Paul Erickson: Exhibit and Artist Talk in Library

August 31, 2012

Beverly resident, Paul Erickson, is exhibiting his underwater images and giving an artist talk in Montserrat College of Art’s Paul Scott Library this fall.

Design by the Sea
On View: Aug. 29 – Sept. 21
Artist Talk: Tue, Sept. 4, 11:30 am

See Erickson’s work here: paulericksonstudios.com

Artist Statement:

Paul Erickson is passionate about two subjects: biology and art. During his 26-year career at the New England Aquarium, he developed his diving and underwater photographic skills in the Red Sea, the South Pacific, the Caribbean and Loch Ness—as well as in our local New England waters.

At the same time, Paul created many films and multimedia presentations for the New England Aquarium while taking art courses at Montserrat College of Art and the School of the Museum of Fine Arts, Boston.

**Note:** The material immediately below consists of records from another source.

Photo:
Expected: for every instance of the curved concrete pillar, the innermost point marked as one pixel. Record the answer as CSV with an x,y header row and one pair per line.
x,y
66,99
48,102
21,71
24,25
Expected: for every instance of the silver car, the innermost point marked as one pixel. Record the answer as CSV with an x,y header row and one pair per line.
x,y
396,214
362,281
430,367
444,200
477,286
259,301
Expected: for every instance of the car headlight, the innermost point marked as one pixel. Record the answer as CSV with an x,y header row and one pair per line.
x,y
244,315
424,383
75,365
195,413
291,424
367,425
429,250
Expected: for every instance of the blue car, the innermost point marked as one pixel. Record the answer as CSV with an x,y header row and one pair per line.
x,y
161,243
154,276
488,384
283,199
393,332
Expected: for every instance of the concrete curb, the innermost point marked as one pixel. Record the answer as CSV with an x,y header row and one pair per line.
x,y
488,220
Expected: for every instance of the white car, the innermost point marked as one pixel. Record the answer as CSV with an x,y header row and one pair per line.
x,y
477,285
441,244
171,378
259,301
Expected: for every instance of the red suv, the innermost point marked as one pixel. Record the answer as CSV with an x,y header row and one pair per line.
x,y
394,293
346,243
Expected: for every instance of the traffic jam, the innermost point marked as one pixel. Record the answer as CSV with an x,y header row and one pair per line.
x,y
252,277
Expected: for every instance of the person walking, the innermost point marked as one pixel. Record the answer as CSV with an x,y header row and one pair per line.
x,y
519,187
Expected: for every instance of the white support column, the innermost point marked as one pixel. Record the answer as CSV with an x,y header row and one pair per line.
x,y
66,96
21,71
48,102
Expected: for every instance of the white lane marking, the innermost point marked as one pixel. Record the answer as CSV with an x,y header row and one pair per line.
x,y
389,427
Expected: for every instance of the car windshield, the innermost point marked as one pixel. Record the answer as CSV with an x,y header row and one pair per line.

Today, as the owner of Paul Erickson Studios, LLC, in Beverly, he writes and develops exhibits and illustrations for museums, zoos and aquariums. When time allows, he draws and paints and looks forward to taking more of the excellent continuing education courses at Montserrat.

Artistic Direction:

Paul’s artistic goal is to study marine life and other forms in nature—especially those that remain unseen by most people—and then express them in two dimensions.

At the same time he highly regards experience—observing nature directly, whether you find it on a distant coral reef in the Solomon Islands or in a park in downtown Beverly. What ends up on film, paper, canvas or whatever is a reflection of a moment or a series of moments resulting from the artist being deeply immersed in the natural world.

Whether the outcome of his work fits into the traditional categories of realism or abstraction is of little concern to Paul. For example, the textured detail of an undersea sponge may appear highly abstract—even kaleidoscopic—but in fact the results may be a depiction of precise realism. Paul’s adds that his mentor, Al Brodax, producer of the movie Yellow Submarine, reminds us that, “The Sea is in fact, a fantasy.”